The challenge of molding these disparate parts into a team falls to Little, and as a manager that players universally like and respect, he appears well-suited for the job. Colletti spoke to a dozen people from all corners of the baseball world during the hiring process and received glowing reviews. He even heard from a player or two who called unsolicited to give Little endorsements.

The résumé speaks for itself. In 16 years as a minor-league manager, Little learned to deal with homesick kids in Rookie League and disgruntled veterans in Triple-A ball. He worked in a demanding media market in Boston, spent 10 years in a winning environment in the Atlanta system, and embraced the concept of flexibility at every step along the way. The Dodgers expect to promote pitcher Chad Billingsley, catcher Russell Martin, third baseman Andy LaRoche and several other elite prospects in the next year or two, and they wanted a manager who's not married to the veterans.

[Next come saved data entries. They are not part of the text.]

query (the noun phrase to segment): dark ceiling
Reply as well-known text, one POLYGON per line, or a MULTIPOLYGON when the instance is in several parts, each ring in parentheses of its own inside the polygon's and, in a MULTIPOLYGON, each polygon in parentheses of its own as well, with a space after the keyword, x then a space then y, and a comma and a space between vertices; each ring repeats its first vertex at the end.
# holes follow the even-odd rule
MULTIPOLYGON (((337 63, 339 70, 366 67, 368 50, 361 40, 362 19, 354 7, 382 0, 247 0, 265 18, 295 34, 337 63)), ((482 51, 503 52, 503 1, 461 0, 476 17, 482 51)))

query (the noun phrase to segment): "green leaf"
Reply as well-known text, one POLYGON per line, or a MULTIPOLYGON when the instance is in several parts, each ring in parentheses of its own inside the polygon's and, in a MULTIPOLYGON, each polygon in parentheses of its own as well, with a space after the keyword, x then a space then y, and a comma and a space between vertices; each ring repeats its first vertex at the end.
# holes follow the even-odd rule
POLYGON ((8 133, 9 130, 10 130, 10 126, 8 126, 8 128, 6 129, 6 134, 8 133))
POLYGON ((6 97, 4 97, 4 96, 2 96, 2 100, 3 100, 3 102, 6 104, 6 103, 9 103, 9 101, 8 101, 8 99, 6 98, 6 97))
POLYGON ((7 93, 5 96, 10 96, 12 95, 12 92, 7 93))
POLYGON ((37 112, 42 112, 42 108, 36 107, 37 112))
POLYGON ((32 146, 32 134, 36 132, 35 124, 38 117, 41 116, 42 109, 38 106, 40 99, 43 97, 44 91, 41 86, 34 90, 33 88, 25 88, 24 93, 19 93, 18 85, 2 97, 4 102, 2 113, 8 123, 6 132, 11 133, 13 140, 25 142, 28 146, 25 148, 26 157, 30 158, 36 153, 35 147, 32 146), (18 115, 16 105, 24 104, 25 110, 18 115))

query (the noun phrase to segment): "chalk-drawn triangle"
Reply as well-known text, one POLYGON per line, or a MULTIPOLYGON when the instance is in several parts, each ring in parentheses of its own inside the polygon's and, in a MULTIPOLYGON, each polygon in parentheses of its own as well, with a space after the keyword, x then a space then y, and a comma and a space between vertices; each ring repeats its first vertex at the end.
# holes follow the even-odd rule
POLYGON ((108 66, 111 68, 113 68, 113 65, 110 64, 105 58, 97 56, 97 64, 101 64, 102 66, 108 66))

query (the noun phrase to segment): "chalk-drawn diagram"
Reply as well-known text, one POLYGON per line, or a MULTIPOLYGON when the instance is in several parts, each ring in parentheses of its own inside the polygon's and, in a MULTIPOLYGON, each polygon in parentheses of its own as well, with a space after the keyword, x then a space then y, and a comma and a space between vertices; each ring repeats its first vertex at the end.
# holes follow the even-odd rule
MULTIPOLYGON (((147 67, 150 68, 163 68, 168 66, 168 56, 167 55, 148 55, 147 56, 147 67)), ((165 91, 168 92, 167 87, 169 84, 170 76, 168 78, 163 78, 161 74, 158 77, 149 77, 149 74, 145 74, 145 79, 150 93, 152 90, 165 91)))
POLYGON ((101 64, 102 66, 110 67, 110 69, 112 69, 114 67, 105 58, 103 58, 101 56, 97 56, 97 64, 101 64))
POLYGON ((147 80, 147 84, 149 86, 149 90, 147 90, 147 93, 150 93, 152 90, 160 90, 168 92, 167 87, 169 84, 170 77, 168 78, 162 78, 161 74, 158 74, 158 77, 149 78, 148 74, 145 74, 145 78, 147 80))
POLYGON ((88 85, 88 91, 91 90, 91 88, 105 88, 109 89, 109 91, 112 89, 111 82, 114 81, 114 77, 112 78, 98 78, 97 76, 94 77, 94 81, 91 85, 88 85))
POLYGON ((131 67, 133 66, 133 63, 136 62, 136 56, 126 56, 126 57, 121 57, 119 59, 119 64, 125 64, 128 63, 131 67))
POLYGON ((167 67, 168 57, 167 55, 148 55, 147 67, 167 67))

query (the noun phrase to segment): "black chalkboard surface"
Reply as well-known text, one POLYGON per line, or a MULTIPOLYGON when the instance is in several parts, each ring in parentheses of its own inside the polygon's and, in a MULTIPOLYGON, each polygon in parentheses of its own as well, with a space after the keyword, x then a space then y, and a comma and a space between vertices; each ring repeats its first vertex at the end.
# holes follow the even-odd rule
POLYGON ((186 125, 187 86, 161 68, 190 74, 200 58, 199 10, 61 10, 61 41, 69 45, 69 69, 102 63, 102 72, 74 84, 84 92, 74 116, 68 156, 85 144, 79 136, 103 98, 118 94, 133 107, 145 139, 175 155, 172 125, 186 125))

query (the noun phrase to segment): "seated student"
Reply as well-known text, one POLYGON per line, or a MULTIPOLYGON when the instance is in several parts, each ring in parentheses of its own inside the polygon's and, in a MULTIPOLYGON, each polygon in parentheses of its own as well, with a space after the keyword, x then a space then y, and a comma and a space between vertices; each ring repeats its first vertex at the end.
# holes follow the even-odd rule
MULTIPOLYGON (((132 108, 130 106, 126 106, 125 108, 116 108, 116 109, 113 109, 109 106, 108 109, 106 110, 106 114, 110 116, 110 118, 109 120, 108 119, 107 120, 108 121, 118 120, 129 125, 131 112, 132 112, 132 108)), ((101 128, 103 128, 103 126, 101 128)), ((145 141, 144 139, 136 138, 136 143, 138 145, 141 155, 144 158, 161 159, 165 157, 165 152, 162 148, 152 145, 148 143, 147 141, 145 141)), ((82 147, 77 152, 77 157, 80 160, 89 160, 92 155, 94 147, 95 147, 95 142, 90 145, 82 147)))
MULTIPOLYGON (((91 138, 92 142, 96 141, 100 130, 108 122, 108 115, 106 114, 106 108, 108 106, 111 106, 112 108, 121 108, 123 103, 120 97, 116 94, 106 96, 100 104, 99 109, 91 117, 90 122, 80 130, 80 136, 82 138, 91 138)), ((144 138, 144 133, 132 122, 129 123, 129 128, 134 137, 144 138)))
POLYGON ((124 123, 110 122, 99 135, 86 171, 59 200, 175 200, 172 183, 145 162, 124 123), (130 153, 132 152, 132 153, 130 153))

"Sometimes a manager is reluctant to play a kid," Colletti said. "I needed Grady to be open minded that if a young player is ready, we'll give him an opportunity. Grady assured us that he has no reservations about that. He's completely on board with it."

To this day, people in Boston's front office insist the Pedro fiasco alone did not cost Little his job. The modern manager has a variety of tools available -- from computer printouts to video to advance scouting reports -- and the Red Sox felt Little was too prone to trust his gut rather than rely on the data at his disposal. There was some grousing about questionable game strategy and dubious bullpen management as well. "Too reactive, rather than proactive," was the common refrain on Little's performance.

But the beat writers who trooped into Little's office each day at Fenway Park and listened to him explain his lineup combinations and in-game decisions came to regard him as more than competent. And if the Red Sox thought Little was such a disaster, would they have hired a successor, Terry Francona, with such a similar approach to clubhouse management?

"I'll combine the use of any numbers we gather up with my gut instinct," Little said. "But if that's a label that's put on me, I can't see it's going to change tremendously. Whatever we did enabled a ball club in Boston to reach the seventh game of the ACLS. A lot of teams would like to be in that position."

To this day, Little remains a punching bag in Boston -- more vilified than the common pothole. His tenure in Los Angeles will either substantiate the rantings of chat-board Grady bashers or provide comfort to old-school types. For what it's worth, Bobby Cox hasn't done too badly as a "ball guy" with a knack for cultivating a positive clubhouse environment.

"People think Grady is a good ol' country boy because of that southern drawl, but his mind is a steel-trap mind," said Rich Donnelly, the Dodgers' new third base coach. "He might talk real slow, but he listens fast."

That sound you hear is the Dodgers calling and Grady Little saying, "thank you" for the opportunity. Maybe he never felt a need for redemption. It's here, regardless.